The ordinance was written by Mayor John Collier, who sought the measure to improve safety and create uniformity in the speed limits. Many of these streets are narrow – some only 11 feet wide – with two cars barely being able to pass one another. Some, like Broad Street, have parking on one or both sides of the street. In addition, Collier said, children play in some of the streets, raising a safety issue.
The full list of streets is Collins, Coulter, Walnut, Mill, Prettyman, Parker, Tilney, Clifton, Reed, Broad and B streets, as well as all blocks south of Wharton Street between Federal and Chestnut, which includes streets such as Manship and Sand streets. All present and future phases of Cannery Village will be 15 mph.
This was the second time the ordinance was debated by council; the first time was in July when it ended in a 3-3 vote, as then-Councilwoman Annette Babich was not present. When the ordinance came up for debate again Aug. 7, Babich had resigned her office, meaning again only six council members would decide the issue.
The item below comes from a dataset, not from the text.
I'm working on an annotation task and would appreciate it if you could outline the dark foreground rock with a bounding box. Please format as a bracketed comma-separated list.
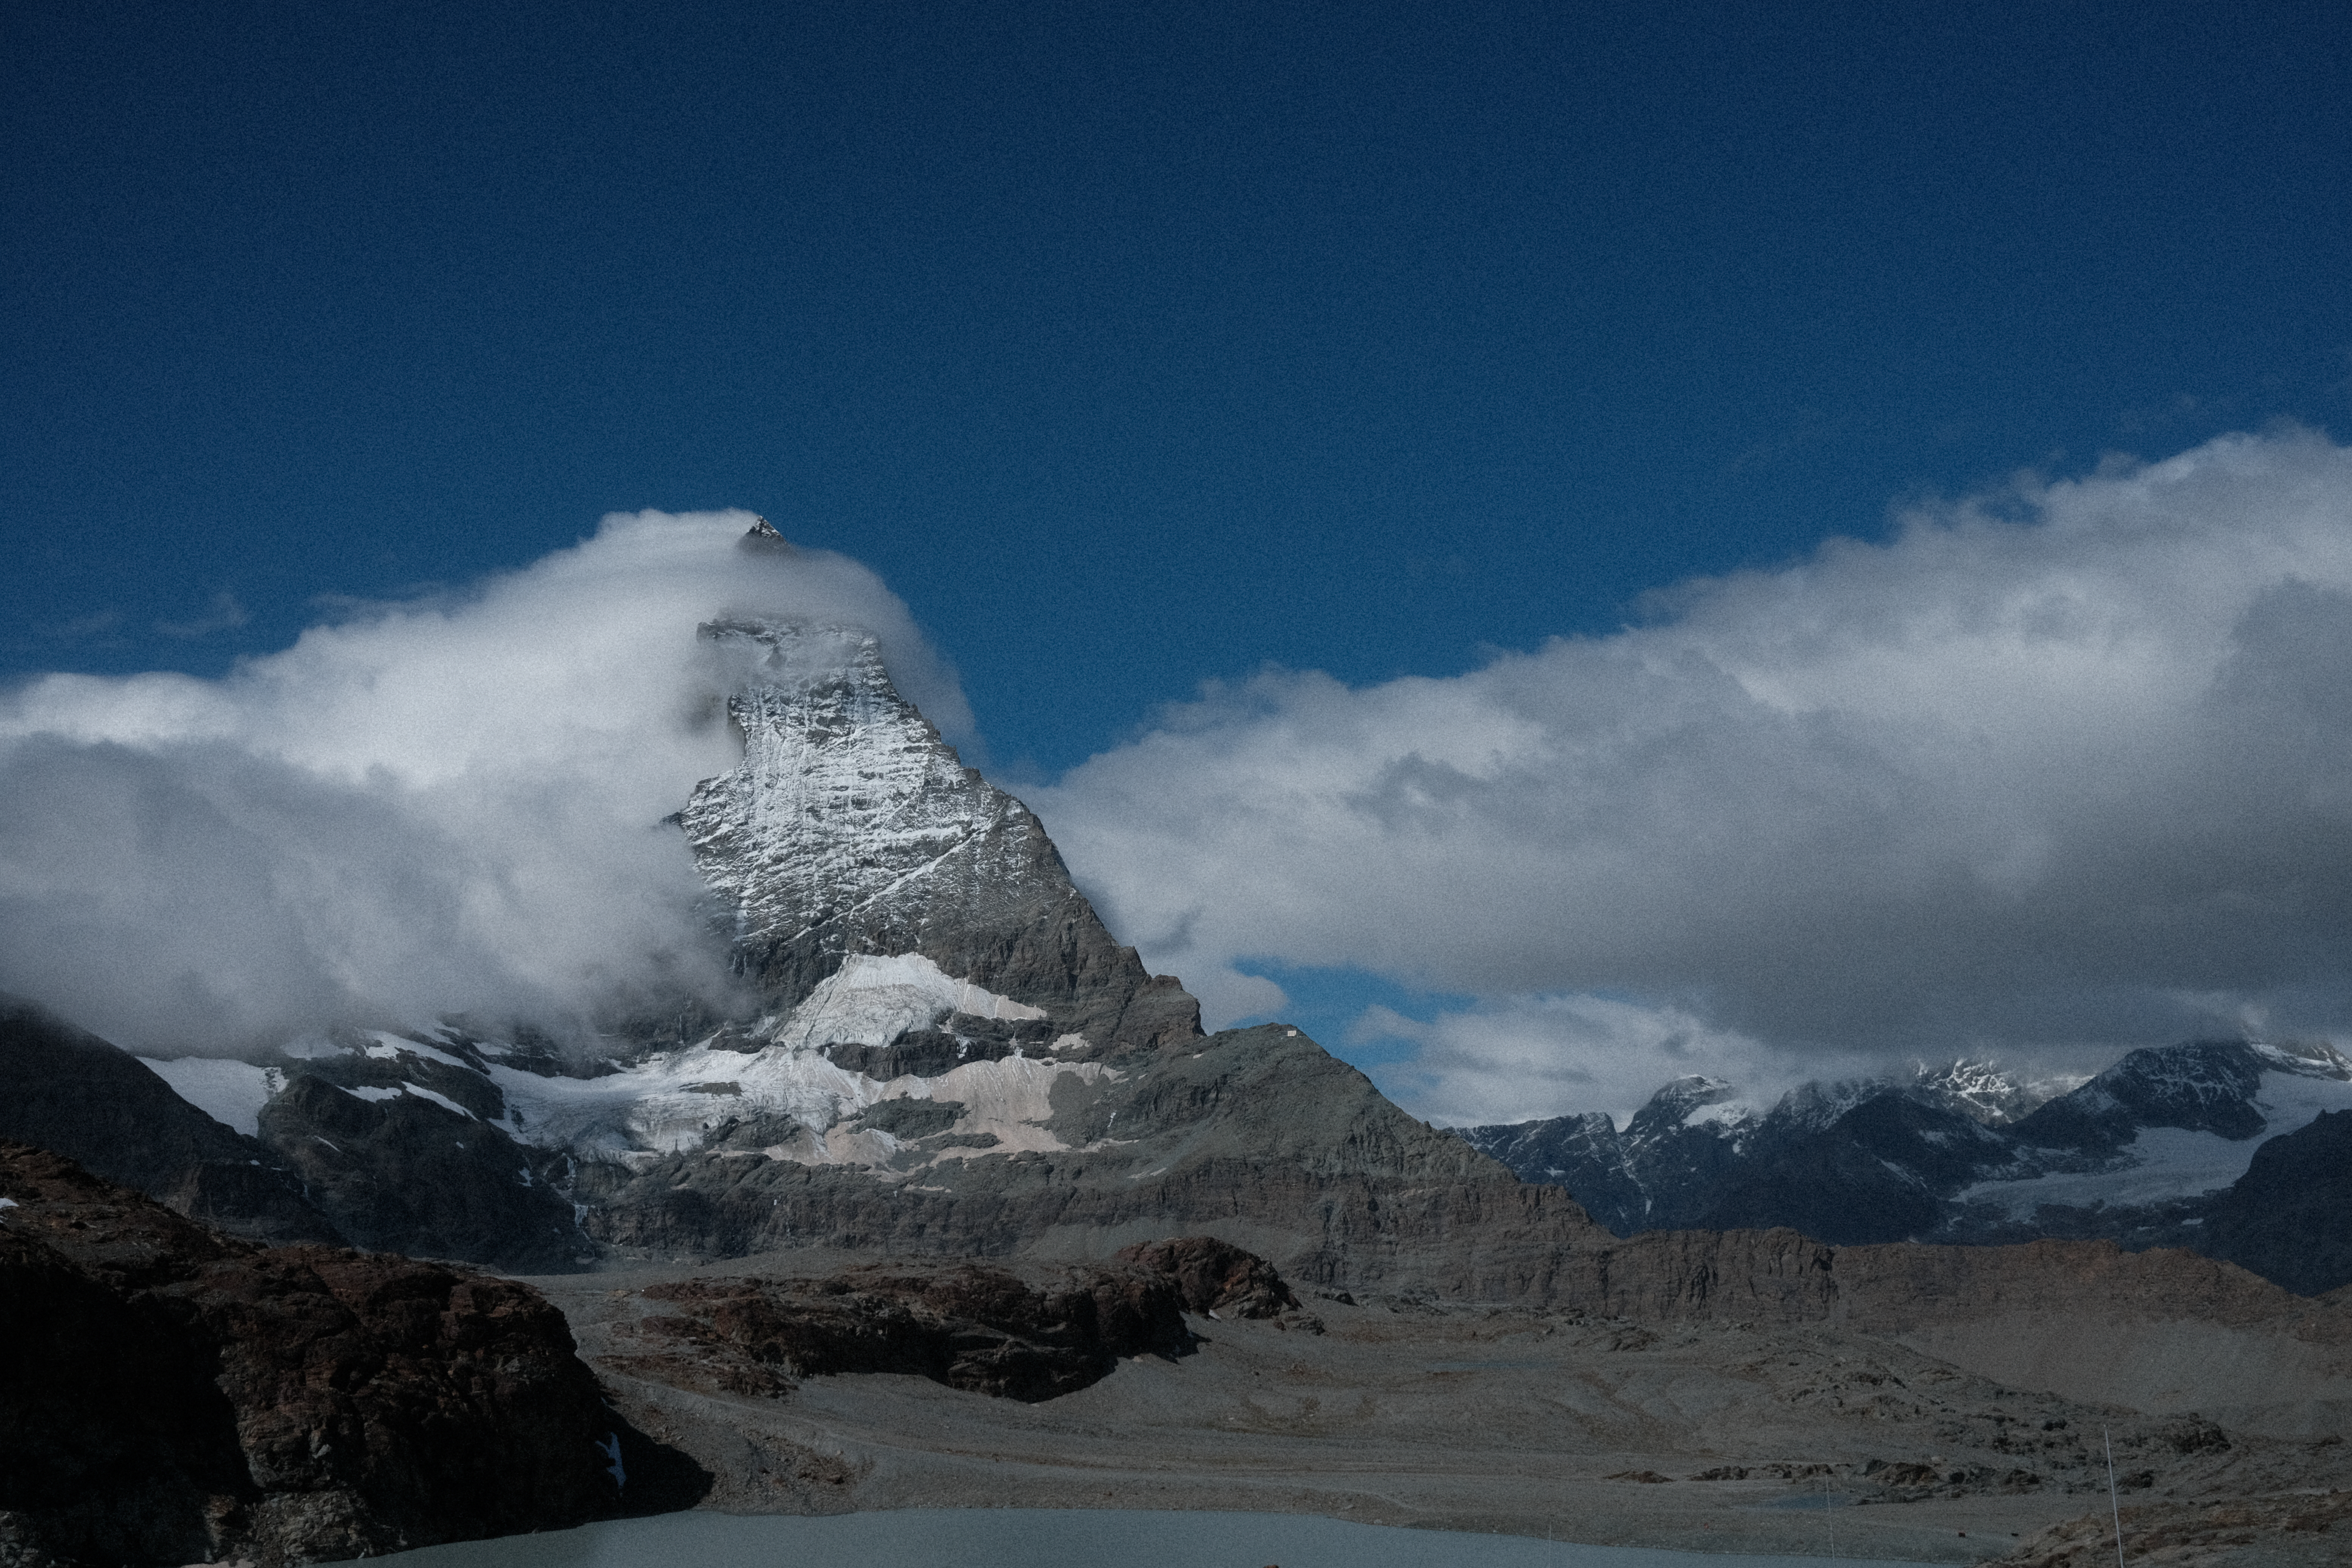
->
[2198, 1109, 2352, 1297]
[1115, 1234, 1303, 1319]
[0, 1143, 700, 1567]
However, Councilman Larry Savage, who had been a no vote in July, changed his vote to yes, breaking the deadlock.
Included in Collier’s presentation on the ordinance was data showing the width of the streets, as well as information from the National Association of City Transportation Officials showing the decreased risk of crashes with speed limits of 15 mph as opposed to 25 mph.
Councilwoman Randi Meredith said she spoke to officials in Seaford, which had enacted a similar ordinance and found that safety was greatly improved.
Councilwoman Lee Revis-Plank was the lone no vote, referring to it as a “tempest in a teapot,” but she was open to reducing the speed limit on Manship Street, which has a section that narrows as it comes out to Federal Street. She said the other streets have such a low volume of traffic and lack of accidents that she could not support the ordinance.
The yes votes were Collier, Meredith, Councilman Fred Harvey, Councilman Scotty Edler and Savage, who said he changed his vote after further discussion and additional information.